India frequently speaks about demographic dividend and the enormous reservoir of young talent emerging from its towns and villages. Yet an uncomfortable question remains at the heart of our higher education system. Can a talented student gain admission to the country’s best universities on merit without worrying about his/her financial capacity? In principle, we would like the answer to be yes. In practice, our universities’ financial design makes this difficult.
Different models
Public universities in India have historically relied on government support to keep education affordable. While this model has enabled millions of students to pursue higher education at relatively low cost, the fiscal pressures on governments also mean that public funding alone cannot sustain the scale of research infrastructure, laboratories, faculty recruitment and academic expansion required in a rapidly evolving knowledge economy.
Private universities operate under a different constraint. Without substantial public funding, tuition becomes the primary source of revenue. Over time, this pushes institutions into a difficult balancing act. They must maintain quality, invest in faculty and infrastructure, and simultaneously keep education affordable. When tuition becomes the dominant financial pillar, even well-intentioned institutions struggle to fully eliminate financial barriers.
If India wishes to build globally competitive universities that remain socially inclusive, the underlying financial model of higher education needs deeper reflection. A useful perspective emerges from the financial architecture of leading global universities. Institutions such as Harvard, Stanford or MIT have a diverse financial base that combines tuition income, sponsored research overheads, philanthropic donations, and large endowments accumulated over decades.
An endowment
The concept of endowment deserves particular attention. An endowment is a permanent financial corpus invested professionally, with only a portion of the annual returns used to support institutional activities. Over time, these funds become powerful stabilising forces that finance scholarships, research programmes, professorial chairs, and infrastructure development. The most important consequence is that this allows universities to delink admission decisions from a student’s ability to pay. This idea is commonly described as tuition-blind admissions.
Under this system, a student’s financial background does not enter the admission decision. The institution evaluates applicants purely on merit. Once a student is admitted, the university ensures that financial constraints do not prevent the student from joining. Scholarships, grants and institutional support mechanisms are used to bridge the financial gap. The result is a system where talent determines access to opportunity.
India has not yet developed such an ecosystem at scale. Historically, our universities have depended either on state funding or tuition revenue. Endowments and philanthropic contributions, although present, have not grown into large professionally managed financial pillars for most institutions. But the conditions for change are slowly emerging.
Change underway
Over the past three decades, India has produced a large generation of globally successful professionals, entrepreneurs, and industry leaders, with many carrying a deep sense of gratitude towards the institutions that shaped their early careers.

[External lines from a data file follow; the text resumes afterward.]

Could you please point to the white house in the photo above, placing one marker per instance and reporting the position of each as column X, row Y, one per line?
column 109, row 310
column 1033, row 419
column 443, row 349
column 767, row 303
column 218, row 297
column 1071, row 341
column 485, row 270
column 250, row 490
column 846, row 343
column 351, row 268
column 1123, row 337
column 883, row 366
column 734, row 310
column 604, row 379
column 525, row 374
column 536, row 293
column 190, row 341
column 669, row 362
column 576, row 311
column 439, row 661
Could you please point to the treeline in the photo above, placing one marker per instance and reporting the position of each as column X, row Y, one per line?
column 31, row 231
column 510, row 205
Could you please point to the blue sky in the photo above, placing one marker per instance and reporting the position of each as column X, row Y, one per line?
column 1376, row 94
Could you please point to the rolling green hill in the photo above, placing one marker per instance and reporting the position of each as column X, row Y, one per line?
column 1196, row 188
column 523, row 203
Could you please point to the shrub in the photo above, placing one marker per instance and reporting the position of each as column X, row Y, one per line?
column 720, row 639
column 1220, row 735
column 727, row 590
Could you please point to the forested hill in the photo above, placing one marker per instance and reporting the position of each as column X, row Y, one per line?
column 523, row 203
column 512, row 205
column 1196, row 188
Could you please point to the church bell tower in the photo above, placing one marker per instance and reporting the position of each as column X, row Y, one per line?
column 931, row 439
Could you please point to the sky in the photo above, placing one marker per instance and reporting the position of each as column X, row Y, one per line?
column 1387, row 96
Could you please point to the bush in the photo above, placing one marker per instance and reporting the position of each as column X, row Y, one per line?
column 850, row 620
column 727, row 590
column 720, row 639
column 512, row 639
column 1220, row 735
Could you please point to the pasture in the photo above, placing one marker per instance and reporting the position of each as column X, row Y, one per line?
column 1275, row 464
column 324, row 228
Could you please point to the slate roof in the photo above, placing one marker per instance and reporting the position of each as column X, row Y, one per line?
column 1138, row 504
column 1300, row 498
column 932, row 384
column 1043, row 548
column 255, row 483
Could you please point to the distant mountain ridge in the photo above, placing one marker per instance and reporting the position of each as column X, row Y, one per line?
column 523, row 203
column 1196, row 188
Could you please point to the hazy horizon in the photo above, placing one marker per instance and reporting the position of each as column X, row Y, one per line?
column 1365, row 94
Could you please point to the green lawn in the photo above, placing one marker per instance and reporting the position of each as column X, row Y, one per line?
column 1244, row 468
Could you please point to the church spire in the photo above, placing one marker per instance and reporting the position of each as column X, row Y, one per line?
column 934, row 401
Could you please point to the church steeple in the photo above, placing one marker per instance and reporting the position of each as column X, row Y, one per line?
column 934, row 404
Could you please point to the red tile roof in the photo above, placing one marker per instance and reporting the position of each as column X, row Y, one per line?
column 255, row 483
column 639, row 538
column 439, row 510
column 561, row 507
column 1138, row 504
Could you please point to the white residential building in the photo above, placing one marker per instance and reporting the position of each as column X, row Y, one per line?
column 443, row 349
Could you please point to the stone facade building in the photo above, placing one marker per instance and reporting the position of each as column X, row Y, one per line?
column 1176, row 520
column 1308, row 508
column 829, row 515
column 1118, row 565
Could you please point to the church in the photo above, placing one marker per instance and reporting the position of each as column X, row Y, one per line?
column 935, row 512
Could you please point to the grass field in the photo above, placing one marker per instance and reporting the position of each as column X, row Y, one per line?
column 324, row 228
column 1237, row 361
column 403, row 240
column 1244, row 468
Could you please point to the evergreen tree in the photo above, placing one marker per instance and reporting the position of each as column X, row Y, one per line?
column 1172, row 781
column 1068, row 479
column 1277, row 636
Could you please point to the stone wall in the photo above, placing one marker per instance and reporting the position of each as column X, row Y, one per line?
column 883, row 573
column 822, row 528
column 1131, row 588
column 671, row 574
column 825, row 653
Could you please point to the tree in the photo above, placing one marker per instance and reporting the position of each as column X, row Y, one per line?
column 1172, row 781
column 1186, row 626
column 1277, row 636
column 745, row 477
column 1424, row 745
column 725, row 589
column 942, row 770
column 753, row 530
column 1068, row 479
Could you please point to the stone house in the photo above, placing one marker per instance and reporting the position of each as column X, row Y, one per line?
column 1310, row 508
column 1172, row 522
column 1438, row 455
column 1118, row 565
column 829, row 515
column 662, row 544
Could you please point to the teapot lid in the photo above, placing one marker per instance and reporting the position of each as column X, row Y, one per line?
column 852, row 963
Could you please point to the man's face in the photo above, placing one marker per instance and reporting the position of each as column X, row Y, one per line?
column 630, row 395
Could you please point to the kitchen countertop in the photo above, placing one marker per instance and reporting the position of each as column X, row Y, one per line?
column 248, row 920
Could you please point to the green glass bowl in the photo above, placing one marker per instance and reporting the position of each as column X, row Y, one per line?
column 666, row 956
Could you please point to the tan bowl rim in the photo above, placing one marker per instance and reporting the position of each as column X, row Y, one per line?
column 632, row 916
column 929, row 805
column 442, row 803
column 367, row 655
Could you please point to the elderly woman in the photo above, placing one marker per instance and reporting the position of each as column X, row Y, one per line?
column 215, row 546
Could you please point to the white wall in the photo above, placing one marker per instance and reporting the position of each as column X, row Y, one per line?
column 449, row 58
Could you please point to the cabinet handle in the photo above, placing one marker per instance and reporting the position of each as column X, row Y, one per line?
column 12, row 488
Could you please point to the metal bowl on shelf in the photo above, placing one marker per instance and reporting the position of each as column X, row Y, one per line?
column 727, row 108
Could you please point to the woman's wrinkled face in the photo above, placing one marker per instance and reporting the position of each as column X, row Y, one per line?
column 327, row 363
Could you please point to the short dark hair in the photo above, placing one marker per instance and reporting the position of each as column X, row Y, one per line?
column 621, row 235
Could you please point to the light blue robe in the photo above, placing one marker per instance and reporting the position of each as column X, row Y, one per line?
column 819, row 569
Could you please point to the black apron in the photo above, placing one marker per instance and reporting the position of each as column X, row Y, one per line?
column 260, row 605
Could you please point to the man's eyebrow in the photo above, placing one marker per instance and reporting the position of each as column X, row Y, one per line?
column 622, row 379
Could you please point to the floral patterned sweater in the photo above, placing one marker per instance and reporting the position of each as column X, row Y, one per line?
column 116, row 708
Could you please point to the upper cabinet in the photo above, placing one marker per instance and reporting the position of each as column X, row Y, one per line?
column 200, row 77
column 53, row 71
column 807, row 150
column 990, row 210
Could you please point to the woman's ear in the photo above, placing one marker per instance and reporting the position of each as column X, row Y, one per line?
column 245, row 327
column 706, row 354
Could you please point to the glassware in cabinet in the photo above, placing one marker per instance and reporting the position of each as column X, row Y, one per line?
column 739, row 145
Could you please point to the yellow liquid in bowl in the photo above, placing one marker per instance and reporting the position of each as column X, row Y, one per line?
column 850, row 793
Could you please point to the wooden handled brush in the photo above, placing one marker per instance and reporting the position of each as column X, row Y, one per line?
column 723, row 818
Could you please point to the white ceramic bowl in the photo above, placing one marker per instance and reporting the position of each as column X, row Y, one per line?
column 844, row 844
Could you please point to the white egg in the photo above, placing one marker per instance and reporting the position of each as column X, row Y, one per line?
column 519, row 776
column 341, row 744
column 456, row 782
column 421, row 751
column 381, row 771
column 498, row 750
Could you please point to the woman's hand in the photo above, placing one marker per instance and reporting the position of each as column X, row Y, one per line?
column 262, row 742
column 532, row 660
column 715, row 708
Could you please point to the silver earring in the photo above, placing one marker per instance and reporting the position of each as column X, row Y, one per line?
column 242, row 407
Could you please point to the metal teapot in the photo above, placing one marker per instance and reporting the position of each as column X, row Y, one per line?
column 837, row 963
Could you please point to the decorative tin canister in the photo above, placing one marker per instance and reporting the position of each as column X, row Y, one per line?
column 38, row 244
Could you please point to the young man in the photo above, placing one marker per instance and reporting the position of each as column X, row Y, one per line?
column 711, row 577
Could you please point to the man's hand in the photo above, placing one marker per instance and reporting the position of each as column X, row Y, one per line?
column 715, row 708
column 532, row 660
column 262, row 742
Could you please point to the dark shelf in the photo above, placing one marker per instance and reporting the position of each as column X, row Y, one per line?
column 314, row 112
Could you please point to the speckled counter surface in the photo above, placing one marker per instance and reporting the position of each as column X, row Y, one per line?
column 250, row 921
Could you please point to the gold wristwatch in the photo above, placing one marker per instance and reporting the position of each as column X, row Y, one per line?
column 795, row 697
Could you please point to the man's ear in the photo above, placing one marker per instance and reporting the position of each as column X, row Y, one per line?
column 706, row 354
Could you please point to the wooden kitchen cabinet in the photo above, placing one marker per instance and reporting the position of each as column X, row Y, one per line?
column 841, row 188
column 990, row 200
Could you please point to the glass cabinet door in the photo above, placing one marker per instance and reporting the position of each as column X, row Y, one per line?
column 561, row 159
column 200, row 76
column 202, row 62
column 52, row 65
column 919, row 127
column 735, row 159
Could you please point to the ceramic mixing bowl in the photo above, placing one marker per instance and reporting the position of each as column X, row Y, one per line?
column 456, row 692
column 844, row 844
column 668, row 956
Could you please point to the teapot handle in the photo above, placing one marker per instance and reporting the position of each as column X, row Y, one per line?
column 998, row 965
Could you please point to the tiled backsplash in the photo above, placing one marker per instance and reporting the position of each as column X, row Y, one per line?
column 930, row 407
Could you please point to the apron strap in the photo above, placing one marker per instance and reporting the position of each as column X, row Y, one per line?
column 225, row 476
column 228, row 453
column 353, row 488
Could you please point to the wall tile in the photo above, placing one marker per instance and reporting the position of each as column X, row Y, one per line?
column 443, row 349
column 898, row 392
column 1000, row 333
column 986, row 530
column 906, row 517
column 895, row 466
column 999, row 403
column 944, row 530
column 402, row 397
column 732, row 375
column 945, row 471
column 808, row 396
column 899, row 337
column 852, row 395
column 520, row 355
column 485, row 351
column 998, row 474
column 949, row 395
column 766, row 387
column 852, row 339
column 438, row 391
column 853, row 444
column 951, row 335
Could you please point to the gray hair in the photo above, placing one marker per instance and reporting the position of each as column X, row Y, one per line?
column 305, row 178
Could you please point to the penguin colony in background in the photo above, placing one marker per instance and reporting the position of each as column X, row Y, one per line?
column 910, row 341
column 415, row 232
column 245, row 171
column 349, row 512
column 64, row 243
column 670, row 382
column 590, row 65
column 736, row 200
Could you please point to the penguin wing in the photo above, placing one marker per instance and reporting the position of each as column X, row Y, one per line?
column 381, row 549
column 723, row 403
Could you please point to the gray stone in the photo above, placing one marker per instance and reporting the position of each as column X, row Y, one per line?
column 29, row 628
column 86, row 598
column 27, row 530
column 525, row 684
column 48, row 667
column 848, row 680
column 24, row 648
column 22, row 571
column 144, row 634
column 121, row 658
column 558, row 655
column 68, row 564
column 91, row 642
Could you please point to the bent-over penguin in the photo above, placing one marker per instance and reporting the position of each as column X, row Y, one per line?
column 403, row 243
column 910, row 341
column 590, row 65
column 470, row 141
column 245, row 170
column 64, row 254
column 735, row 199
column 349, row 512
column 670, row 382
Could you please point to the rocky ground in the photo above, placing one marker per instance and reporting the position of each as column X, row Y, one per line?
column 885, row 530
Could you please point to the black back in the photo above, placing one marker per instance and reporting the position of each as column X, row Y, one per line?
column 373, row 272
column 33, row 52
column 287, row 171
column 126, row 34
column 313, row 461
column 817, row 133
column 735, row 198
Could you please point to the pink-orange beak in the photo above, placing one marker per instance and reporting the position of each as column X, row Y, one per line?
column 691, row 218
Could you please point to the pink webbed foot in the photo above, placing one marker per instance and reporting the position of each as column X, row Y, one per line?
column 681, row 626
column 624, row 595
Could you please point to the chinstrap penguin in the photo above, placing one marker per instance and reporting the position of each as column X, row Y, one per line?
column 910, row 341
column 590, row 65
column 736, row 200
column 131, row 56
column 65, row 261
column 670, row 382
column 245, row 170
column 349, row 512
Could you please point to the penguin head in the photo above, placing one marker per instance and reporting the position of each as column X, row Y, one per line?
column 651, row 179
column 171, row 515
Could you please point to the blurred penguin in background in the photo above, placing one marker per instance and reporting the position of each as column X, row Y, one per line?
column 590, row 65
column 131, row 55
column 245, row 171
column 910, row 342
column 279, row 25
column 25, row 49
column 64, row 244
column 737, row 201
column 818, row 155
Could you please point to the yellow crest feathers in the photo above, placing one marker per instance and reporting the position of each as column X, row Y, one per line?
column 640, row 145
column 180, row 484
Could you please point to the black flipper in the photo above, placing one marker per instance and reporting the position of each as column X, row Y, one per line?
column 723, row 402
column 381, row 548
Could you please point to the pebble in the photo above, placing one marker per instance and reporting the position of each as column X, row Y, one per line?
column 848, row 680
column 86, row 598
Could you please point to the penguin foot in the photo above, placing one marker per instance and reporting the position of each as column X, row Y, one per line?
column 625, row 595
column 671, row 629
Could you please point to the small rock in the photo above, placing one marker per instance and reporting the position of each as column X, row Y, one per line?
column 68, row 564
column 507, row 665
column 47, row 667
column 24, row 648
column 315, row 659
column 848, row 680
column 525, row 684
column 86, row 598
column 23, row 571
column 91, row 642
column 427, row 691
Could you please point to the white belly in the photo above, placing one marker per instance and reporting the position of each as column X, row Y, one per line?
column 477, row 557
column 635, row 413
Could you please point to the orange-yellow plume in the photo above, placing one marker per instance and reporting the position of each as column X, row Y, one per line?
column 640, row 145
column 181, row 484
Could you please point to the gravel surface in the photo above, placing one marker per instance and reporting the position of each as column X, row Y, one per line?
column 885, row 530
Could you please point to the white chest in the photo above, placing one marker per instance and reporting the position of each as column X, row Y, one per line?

Increasingly, alumni are stepping forward to support scholarships, research initiatives, and infrastructure projects in their alma mater. If these contributions are systematically channeled into structured endowment funds with transparent governance and professional management, they can gradually transform the financial foundations of Indian universities.
This will have several important consequences. Universities will gain greater long-term stability and reduce excessive dependence on a single revenue stream. They will be able to invest more confidently in research and faculty development. Most importantly, they will acquire the financial flexibility required to design admission systems that are truly merit based.
For a country like India, this carries profound social significance. Many of the brightest students emerge from small towns and modest economic backgrounds. Their aspirations are often shaped not by lack of ability but by concerns about affordability. When admission decisions are insulated from financial considerations, these anxieties diminish and talent finds a clearer pathway.
As India seeks to build universities capable of competing globally in research and innovation, the debate must move beyond infrastructure and rankings. The deeper challenge lies in designing financial models that combine excellence with equity. Endowments, philanthropy and diversified institutional funding provide one possible pathway. If cultivated carefully over time, they can enable Indian universities to adopt tuition-blind admissions without compromising financial sustainability.
A nation that aspires to harness the full potential of its young people must ensure that financial barriers do not stand in the way of talent. Tuition-blind admissions are ultimately not about generosity but about recognising that the future of a knowledge society depends on ensuring that merit alone determines who enters its most important institutions.
The writer is the Vice-Chancellor of BITS Pilani Group of Institutions and former Director of IIT Delhi.